In terms of Software, what constitutes a quality control plan for ISO 9001 compliance?

Question

I am bidding on a government contract (my first) and there is a section requesting that I provide a high-level outline of a quality control plan that would ensure that the end product is ISO-9001 compliant.

I don't know much about ISO 9001 so I am certainly doing my own homework and research on this, but thought I would ask the question here in case there happens to be someone very knowledgeable in the area who could provide 5-10 broad bullet points on which I should focus.

Answer 1

I'm going to preface my answer with the fact that my expertise is in AS9100 and AS9115. AS9100 is the aerospace industry standard that incorporates additional aerospace industry requirements with ISO 9001. The revision of AS9100 that I'm familiar with is AS9100C, which corresponds to ISO9001:2008. There may be minor differences between the two.

The first thing to realize is that a document like ISO9001 or AS9100 is designed for an organization to ensure that their process accounts for things that are important to their customers. It, by itself, is not a process. It's up to an organization to determine exactly how to meet the requirements, based on the organizational environment, objectives, the product, the size of the organization, and more. The emphasis is on considering the value added to customers by process steps, obtaining an effective process and continually improving processes using objective measures, and ultimately understanding customer requirements and meeting them throughout the product life cycle.

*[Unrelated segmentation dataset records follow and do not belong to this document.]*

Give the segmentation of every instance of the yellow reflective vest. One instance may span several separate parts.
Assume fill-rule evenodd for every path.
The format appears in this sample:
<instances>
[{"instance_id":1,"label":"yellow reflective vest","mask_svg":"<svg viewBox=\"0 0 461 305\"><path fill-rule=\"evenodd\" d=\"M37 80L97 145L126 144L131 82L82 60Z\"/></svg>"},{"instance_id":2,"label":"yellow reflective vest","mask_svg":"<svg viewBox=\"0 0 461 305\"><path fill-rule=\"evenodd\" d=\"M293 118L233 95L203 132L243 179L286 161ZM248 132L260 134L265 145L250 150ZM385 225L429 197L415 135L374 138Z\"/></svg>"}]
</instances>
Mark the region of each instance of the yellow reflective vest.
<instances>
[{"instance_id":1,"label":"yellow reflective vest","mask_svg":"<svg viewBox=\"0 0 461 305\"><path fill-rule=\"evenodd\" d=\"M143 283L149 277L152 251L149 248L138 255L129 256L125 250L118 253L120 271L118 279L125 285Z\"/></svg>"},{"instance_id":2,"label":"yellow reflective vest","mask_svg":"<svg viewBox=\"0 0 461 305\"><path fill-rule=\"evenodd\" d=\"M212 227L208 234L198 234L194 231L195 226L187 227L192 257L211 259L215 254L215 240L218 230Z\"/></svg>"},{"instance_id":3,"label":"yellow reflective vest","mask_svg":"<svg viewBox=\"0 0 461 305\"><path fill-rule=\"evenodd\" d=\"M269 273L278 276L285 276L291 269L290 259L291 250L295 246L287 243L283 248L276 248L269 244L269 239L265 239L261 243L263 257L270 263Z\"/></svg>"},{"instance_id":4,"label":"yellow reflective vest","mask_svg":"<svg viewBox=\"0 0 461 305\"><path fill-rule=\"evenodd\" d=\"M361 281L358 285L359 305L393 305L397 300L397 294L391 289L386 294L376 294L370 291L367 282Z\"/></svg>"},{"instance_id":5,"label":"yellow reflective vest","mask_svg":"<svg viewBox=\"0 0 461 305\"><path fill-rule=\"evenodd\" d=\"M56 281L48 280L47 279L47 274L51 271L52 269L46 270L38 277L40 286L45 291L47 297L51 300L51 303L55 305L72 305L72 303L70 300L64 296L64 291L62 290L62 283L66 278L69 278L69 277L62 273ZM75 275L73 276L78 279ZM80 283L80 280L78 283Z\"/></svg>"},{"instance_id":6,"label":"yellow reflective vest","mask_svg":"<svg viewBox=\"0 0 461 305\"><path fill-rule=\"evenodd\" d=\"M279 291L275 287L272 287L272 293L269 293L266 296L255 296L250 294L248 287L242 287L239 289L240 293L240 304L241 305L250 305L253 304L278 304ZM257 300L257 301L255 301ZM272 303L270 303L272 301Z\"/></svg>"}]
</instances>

At the highest level, the goal is to define organizational processes, how those processes interact, ensure that the processes have the resources and information needed to function, how to measure and control each process, and how to implement actions to correct or prevent problems in the process.

In AS9100, the actual requirements are found in sections 4 through 8. Looking at the outline of ISO9001 on Wikipedia, it looks like the section headers are the same - Quality Management System, Management Responsibility, Resource Management, Product Realization, and Measurement, Analysis and Improvement.

Each section and subsection is a collection of statements, usually "shall" statements. In essence, this document is a requirements specification for an organization to follow.

For example, section 7.3.4 Design and Development Review:

At suitable stages, systematic reviews of design and development shall be performed in accordance with planned arrangements (see 7.3.1)

a) to evaluate the ability of the results of design and development to meet requirements

b) to identify any problems and propose necessary actions

Participants in such reviews shall include representatives of functions concerned with the design and development stage(s) being reviewed. Records of the results of the reviews and any necessary actions shall be maintained (see 4.2.4).

What this says is that you have planned and well-defined reviews during product development. Often, this takes the form of System Requirements Review, Preliminary Design Review, Critical Design Review, and Test Readiness Review, in addition to various peer reviews that are planned and executed during development. These reviews are to ensure that the current work products (derived requirements specifications, models, design documents, source code, test code, etc) are meeting requirements.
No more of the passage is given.